The Defeat of John Brown. News of the strange happenings at Harpers Ferry spread during the day, especially after Brown permitted the express train to continue its journey. By midmorning, both Washington and Richmond knew that a slave insurrection had started at Harpers Ferry. Militia and volunteers cut a strangely inactive Brown off in the arsenal. Federal troops under Brevet Colonel Robert E. Lee also moved on the town. In the fighting that ensued, most of Brown's party were either killed or wounded. As the news spread that John Brown had headed the attempted revolt, both North and South expressed dismay. Brown, who had sustained minor injuries, was tried by Virginia for treason. Without realizing it, Virginia gave him the chance to translate his defeat into a triumph. He presented himself to the court as a man who wished only to aid the weak and poor children of God. When the judge who was to condemn him to death asked him if he had anything to say before sentence, Brown answered with eloquence: I see a book kissed, which I suppose to be the Bible, or at least the New Testament, which teaches me that all things whatsoever that man should do to me, I should do even so to them. . .. I endeavored to act up to that instruction. I say I am yet too young to understand that God is any respecter of persons. I believe that to have interfered as I have done, as I have always freely admitted I have done, in behalf of his despised poor, I did no wrong, but right. Now, if it is deemed necessary that I should forfeit my life for the furtherance of the ends of justice, and mingle my blood further with the blood of my children and with the blood of millions in this slave country whose rights are disregarded by wicked, cruel, and unjust enactments, I say, let it be done.
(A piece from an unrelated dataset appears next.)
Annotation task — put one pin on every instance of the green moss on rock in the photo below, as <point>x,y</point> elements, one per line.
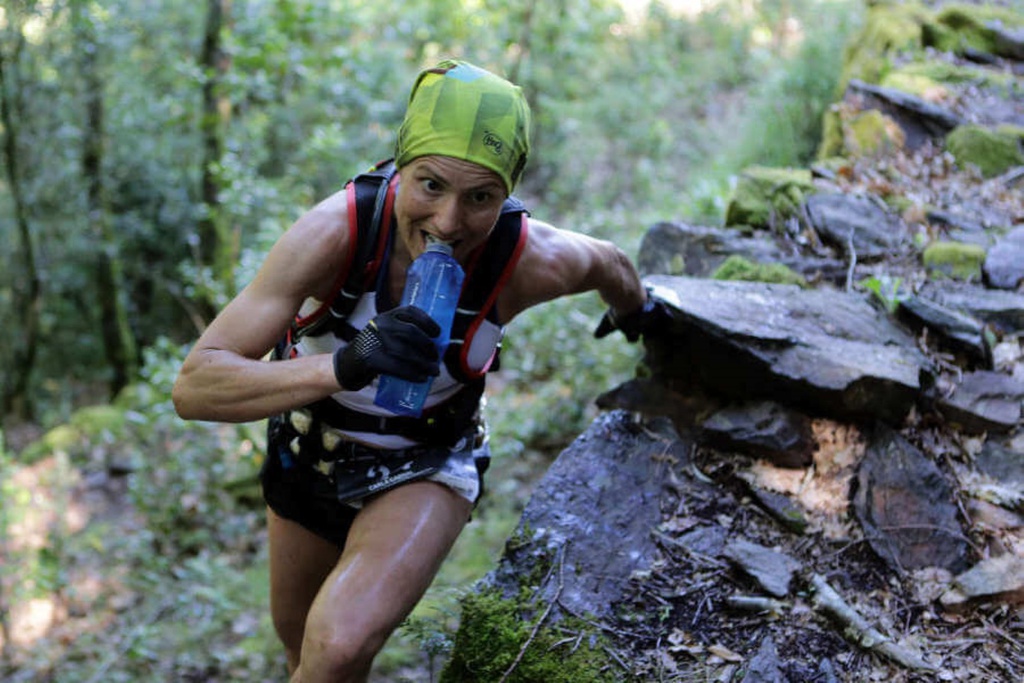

With these words the abolitionists received a martyr. His earlier declarations that "slaveholders had forfeited the right to live" and that he accepted the shedding of blood as necessary to his insurrection's success no longer mattered. For those who sympathized with his intention - and many shared the conclusion of the New York Tribune that Brown and his band "dared and died for what they felt to be right, though in a manner which seems to us fatally wrong" - Brown seemed a stone tossed by God into the black pool of slavery.
The Execution of John Brown. When Brown went to the gallows on December 2, 1859, church bells tolled from Concord to Chicago. Throngs gathered in Northern towns and villages to deliver prayers for him. Southerners had tapped the depth of Northern feelings on slavery, and well might they wonder whether the Northern bells tolled the knell of Union.